Um Termo de Ajustamento de Conduta será assinado entre a Secretaria de Segurança do Estado, proprietários de radiolas de reggae e de clubes na próxima semana, com o objetivo de regulamentar o som das aparelhagens nas festas e a atuação das blitzen que coíbem a poluição sonora.
Definição foi tomada durante reunião realizada ontem, no auditório da Superintendência da Policia Civil da Capital, da qual participaram a delegada Cristina Rezende, o delegado da Delegacia de Costumes, Wang Chao Jen, superintendente de Policia Técnica e Científica, Cássio Pires, Coronel Jeferson Teles, superintendente da Policia Civil da Capital, Sebastião Uchoa, e o secretario de Segurança Aluísio Mendes, além de donos de radiolas, DJs e proprietários de clubes.
De acordo com o delegado Wang Chao Jen, em média, são registrados por fim de semana 150 denúncias de som excessivamente alto pela cidade. A categoria que atua no reggae quer, também, a revisão da tolerância dos decibéis.
As normas de funcionamento e adequação dos clubes de reggae ao nível de decibéis permitido serão debatidas a partir desta segunda-feira, dia 6 de fevereiro, na Secretaria de Segurança Pública, na Vila Palmeira. A comissão responsável é formada pela delegada assistente Edilúcia Trindade, da superintendência de Polícia da Capital; quatro delegados das áreas integradas; delegado de Costumes, Wang Chaio Jen; delegado titular de Meio Ambiente, Mário Bordalo; e o major Osmar, da Polícia Militar. Também particiopam da comissão representantes das radiolas Itamaraty, Estrela do Som, FM Natty Naifson, Irie FM, dos bares de reggae, comunicadores e DJs.
Conturbada
A reunião foi um pedido de José Eleonildo Soares, ou Pinto da Itamaraty, deputado federal pelo PSDB, uma semana após a Itamaraty, radiola de sua propriedade, ter sido apreendida em uma festa na Avenida dos Portugueses, depois de denúncia de poluição sonora. "Entendo que as blitzes ocorrem devido a uma questão disciplinar, e não política, como dizem por aí. A operação anti-poluição sonora é uma medida legal e nós temos que reconhecer e respeitar. O que nós queremos é a realização da medição sonora de forma adequada e uma correta abordagem policial", afirma Pinto. "Se não houvesse o ajustamento entre as partes, eu poderia ir até à governadora, para resolver a questão", diz o deputado.
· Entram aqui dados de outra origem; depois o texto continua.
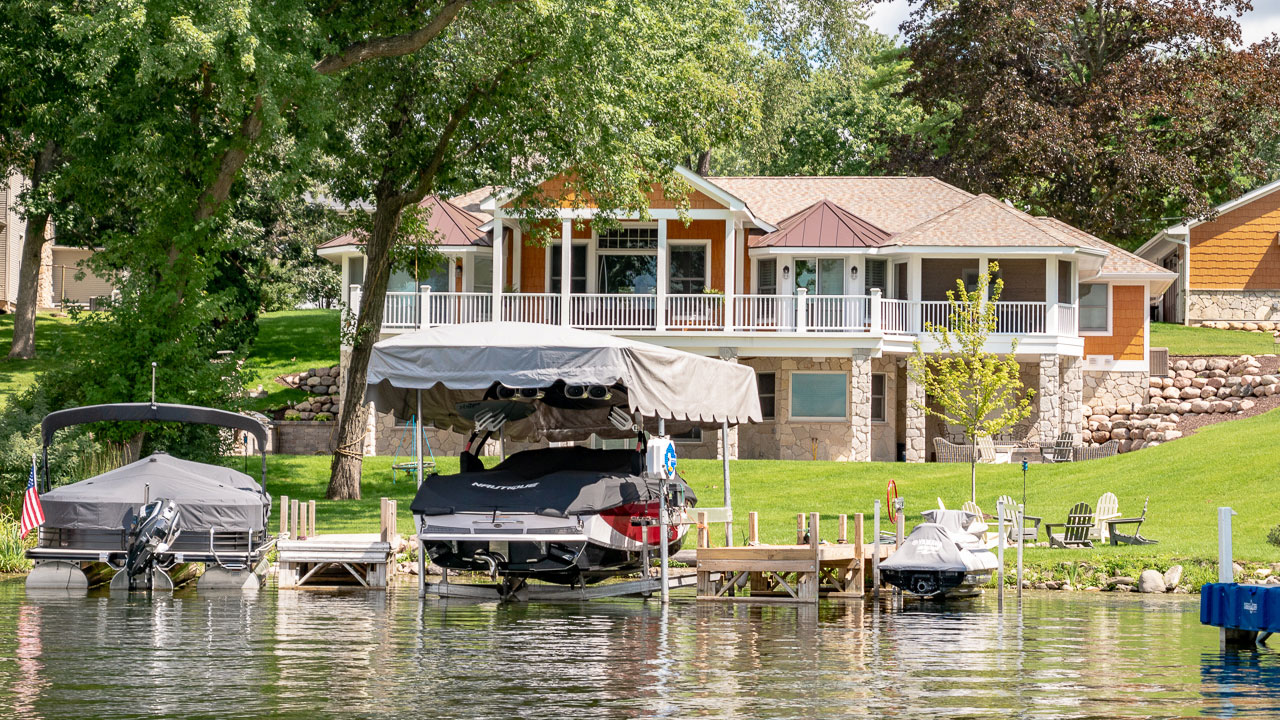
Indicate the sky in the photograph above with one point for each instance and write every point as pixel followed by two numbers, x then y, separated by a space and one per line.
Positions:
pixel 1256 24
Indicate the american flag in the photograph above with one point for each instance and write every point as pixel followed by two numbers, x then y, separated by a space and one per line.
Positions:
pixel 32 514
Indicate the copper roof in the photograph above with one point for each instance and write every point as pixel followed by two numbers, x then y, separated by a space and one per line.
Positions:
pixel 823 224
pixel 453 227
pixel 892 204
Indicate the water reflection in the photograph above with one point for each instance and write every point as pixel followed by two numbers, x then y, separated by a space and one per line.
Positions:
pixel 388 655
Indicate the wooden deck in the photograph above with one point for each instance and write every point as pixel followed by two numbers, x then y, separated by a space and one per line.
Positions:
pixel 306 559
pixel 786 573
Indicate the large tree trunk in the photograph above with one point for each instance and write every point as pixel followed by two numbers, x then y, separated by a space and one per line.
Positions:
pixel 32 254
pixel 344 470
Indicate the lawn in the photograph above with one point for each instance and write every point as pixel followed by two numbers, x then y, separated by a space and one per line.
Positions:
pixel 287 342
pixel 1182 340
pixel 1226 464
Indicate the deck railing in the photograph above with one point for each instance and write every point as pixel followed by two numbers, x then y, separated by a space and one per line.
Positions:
pixel 800 313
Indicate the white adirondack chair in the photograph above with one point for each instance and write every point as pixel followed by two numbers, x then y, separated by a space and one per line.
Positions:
pixel 1107 509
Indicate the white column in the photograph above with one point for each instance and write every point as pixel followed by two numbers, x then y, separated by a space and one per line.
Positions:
pixel 499 265
pixel 730 272
pixel 566 268
pixel 1051 296
pixel 663 277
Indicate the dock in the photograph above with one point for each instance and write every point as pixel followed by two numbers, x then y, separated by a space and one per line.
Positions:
pixel 786 573
pixel 307 559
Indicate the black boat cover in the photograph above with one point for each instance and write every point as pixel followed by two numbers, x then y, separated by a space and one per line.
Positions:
pixel 928 547
pixel 208 496
pixel 558 482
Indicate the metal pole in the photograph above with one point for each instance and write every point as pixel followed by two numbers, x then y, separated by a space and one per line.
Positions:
pixel 421 546
pixel 728 501
pixel 1000 545
pixel 876 556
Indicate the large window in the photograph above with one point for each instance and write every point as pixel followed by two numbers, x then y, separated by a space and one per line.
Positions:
pixel 577 268
pixel 1095 309
pixel 688 269
pixel 766 386
pixel 819 396
pixel 877 397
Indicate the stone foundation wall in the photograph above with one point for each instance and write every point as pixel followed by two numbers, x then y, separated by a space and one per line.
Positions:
pixel 1114 387
pixel 1232 304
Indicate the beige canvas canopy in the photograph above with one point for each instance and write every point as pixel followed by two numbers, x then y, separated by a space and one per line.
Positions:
pixel 456 364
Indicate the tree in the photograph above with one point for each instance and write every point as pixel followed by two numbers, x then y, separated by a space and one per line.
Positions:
pixel 1110 114
pixel 613 95
pixel 969 386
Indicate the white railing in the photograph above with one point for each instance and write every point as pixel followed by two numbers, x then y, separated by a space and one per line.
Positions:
pixel 540 308
pixel 764 313
pixel 600 311
pixel 700 311
pixel 401 310
pixel 456 308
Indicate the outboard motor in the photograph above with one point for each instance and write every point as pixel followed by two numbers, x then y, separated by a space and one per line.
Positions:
pixel 150 534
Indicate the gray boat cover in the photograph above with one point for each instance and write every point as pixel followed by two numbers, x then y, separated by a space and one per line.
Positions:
pixel 456 364
pixel 208 496
pixel 928 547
pixel 556 482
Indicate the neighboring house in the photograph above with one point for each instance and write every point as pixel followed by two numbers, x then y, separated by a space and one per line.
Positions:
pixel 59 269
pixel 1228 267
pixel 821 285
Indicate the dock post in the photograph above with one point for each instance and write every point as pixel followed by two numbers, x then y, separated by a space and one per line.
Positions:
pixel 1000 543
pixel 876 555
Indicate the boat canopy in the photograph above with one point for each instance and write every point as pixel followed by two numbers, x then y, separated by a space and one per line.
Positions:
pixel 456 365
pixel 208 496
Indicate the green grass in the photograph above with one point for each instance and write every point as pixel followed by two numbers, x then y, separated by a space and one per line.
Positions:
pixel 1182 340
pixel 1229 464
pixel 289 342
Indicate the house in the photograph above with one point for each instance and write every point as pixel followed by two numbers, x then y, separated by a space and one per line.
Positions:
pixel 822 285
pixel 59 270
pixel 1228 265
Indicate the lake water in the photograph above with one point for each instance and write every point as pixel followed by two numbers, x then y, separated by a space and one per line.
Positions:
pixel 388 655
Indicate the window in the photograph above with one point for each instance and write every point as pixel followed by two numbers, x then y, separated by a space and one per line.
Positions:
pixel 767 277
pixel 764 386
pixel 877 397
pixel 688 269
pixel 577 261
pixel 819 396
pixel 1093 308
pixel 877 276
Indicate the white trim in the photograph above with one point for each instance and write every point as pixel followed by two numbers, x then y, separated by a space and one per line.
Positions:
pixel 1079 311
pixel 791 396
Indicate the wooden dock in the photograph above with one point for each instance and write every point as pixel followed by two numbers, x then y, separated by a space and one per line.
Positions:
pixel 307 559
pixel 786 573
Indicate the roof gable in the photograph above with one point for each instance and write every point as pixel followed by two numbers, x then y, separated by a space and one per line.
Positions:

Além da Itamaraty, também foram apreendidas no final de semana passado as radiolas Estrela do Som, na Cidade Operária, e FM Natty Nayfson, no Anil. Também foram presos Ferreirinha, dono da Estrela do Som, DJ Natty Nayfson, dono da radiola que leva seu nome, e o DJ Robertchanko, da Itamaraty, todos liberados após pagamento de fiança de R$ 2 mil.
As abordagens policiais foram alvo de duras críticas na reunião. "A abordagem é brusca. Eles param tudo, levam todo o equipamento de som e o público se sente discriminado. A policia tem que agir com cautela", declarou o Dj Natty Nayfson.
"É um prejuízo imenso se eles levam todo o equipamento", reforça Pinto da Itamaraty. Ferreirinha, da Estrela do Som, denuncia que a polícia, após parar a festa, simplesmente vai embora sem deixar nenhum agente para conter possíveis alvoroços causados pelo público. "Do jeito que está vamos ter que parar o movimento", disse Ferreirinha.
O secretario de Segurança, Aluísio Mendes, declarou que o acordo entre a polícia e donos de radiola será alcançado. "Vamos estabelecer de que maneira a polícia vai atuar para coibir excessos sem prejudicar os donos de radiola e a sociedade", disse Mendes. "Queremos que prisões sejam a última providência. Vamos tentar conversar", completou.